Take Me With You

These breaks from the monotony are welcome surprises, like bits of treasure. Since that night when I spoke to him and he stormed off, he doesn't sit around watching me much, instead, he comes in only to take what he needs from me, or give me my essentials.

Lately, during the few seconds it takes him to put his clothes back on, I have been hastily begging him for things that I believe will help me long term: books, magazines, music, origami—fucking anything. I'm starting to feel different, like my mind is slipping in a way. I have no stimulus other than fucking him, and I'm afraid eventually something will snap. I think about him all the time. What he's doing out there. If he's still going to houses. If he's been with other people. I think about what will happen if he gets into an accident and dies out there. I will slowly starve to death and no one will ever know what happened to me. My mind has to breathe, to see a glimpse of a world that has to do with anything but him.

He hasn't heeded those pleas, and the newspaper might just be another veiled message, but it's full of stuff I can read.

So when I see this paper, I almost trip rushing out of bed to devour its contents, ignoring the small breakfast waiting for me on my bedside table. Naturally, the first thing I do is look for stuff about me. I skim front to back, back to front, multiple times. Nothing, not one fucking article. Based on the date on the paper, if it's even today's issue, I have been here for about four months.

A tear trickles from my eye, but I wipe it before it can trigger a flood. I am numb to my former life. It's just a memory at this point. I read the entire thing front to back, not leaving one article—even the most boring financial crap—unread. It's funny how I used to bitch about all the textbooks I would have to read for school.

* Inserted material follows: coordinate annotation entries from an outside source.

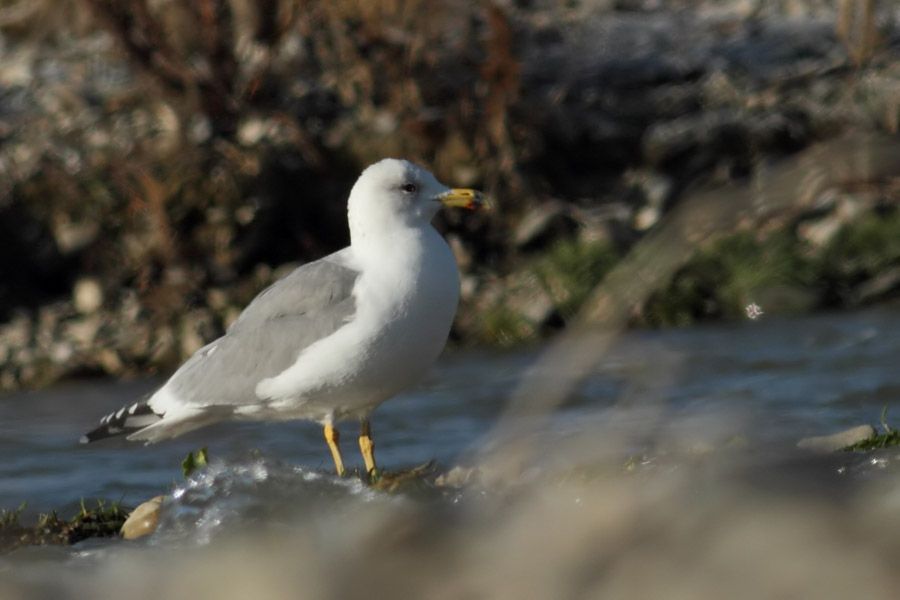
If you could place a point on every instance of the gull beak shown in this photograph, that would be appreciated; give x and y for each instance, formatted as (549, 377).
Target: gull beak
(464, 198)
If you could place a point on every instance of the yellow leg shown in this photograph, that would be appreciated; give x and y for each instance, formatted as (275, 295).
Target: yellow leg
(333, 437)
(367, 446)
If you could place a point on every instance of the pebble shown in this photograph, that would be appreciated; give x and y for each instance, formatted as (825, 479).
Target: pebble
(143, 520)
(837, 441)
(87, 295)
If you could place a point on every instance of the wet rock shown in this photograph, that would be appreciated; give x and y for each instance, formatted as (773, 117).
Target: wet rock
(87, 295)
(879, 286)
(457, 477)
(143, 520)
(837, 441)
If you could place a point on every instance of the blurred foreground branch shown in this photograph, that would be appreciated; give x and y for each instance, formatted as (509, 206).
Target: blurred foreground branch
(787, 189)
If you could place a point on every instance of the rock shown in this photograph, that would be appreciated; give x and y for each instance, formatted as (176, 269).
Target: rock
(818, 233)
(87, 295)
(143, 520)
(837, 441)
(881, 285)
(457, 477)
(546, 221)
(71, 237)
(82, 331)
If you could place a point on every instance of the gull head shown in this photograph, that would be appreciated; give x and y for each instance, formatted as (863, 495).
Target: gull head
(396, 193)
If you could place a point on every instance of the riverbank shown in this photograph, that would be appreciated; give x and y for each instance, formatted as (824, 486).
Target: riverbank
(140, 213)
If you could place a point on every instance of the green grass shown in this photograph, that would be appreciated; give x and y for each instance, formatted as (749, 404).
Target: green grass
(860, 251)
(570, 270)
(721, 281)
(102, 519)
(890, 437)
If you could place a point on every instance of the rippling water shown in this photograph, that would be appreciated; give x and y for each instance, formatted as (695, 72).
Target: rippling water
(658, 405)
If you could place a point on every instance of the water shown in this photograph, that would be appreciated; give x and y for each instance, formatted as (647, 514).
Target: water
(650, 403)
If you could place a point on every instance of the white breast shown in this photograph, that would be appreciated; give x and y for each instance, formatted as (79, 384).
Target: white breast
(406, 299)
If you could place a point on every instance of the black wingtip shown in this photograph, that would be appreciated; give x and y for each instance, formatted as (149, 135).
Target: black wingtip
(122, 422)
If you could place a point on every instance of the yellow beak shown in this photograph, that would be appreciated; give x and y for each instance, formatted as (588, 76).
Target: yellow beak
(464, 198)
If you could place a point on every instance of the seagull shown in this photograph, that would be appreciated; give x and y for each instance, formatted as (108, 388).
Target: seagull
(336, 337)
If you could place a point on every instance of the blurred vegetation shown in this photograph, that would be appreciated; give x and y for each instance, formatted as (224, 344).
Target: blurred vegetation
(103, 519)
(160, 160)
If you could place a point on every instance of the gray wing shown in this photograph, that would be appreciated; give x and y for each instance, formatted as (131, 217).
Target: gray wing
(311, 303)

What I wouldn't give now for an anatomy textbook to pass the hours.

Setting the paper down, I feel as satisfied as someone who has just consumed a gourmet meal.

But as I sit there eating my breakfast, staring at the beam of sunlight that pours down to my bed, a dull panic sets in.

Will Night visit me today? Do I have to face another day trapped in these walls with nothing but silence?

So I start humming to myself. A song I used to sing to myself as a little girl.



Jimmy crack corn I don't care,

Ole Massa gone away.



My head bobs side to side, then I tap my feet. But I bore with that after a while.

“What the fuck are you going to do today, Vesp?” I ask. “Stare at this wall? Or this wall?” I point to identical adjacent walls. “No, you'll just wait here for the psychopath with the annoyingly perfect body and terrifying temper…” I let the words drift away, talking is boring when you're alone. My attempt at comic relief isn't working on me, only reminding me how tragic this all is.

I look around the small, but well-appointed space, as if something new will pop up. Of course, nothing does. Nothing ever happens unless he does.

So there's only one thing I can do at this point with myself, one way to entertain my idle hands and mind.





I watch Vesper, eager to see her reaction when she realizes that she's pretty much forgotten. Her case is already as cold as the brook running behind the cabin. The flyers stapled to every tree and telephone pole have become faded and tattered. She now gets an infrequent mention in the news or an occasional small article. But while her case was headline news for the first couple of months, there hasn’t been anything to report. They don’t have a body, they don’t have leads, and The Night Stalker has gone dormant. And if there’s no new information, you don’t make the paper.

Last time I gave her the paper, she had a little meltdown. Knowing what I know now about her relationship with her mother, I think I know what part of the article set her off. I watched that raw moment, fascinated by the different stages of emotions as she reconciled her mother had already proclaimed her dead.

I thought it was odd too, to be honest. Most people are quite the opposite. Their loved one is dead and they medicate themselves with hopeful denial. When they finally believe their daughter is dead they usually wait before publicly announcing it. But her mother seems to have given up on her almost as quickly as she was snatched.

This time she wipes her eye once. Just one tear. I have tasted those tears, consumed her grief. She's running lower on them now, usually stone-faced unless we are in the heat of fucking. Then her face contorts and animates with pleasure, pain, and fear. That one night she told me the story of the necklace, I got something in between that. I liked it. I hated it. It's too much of a gamble to let her get under my skin like that again.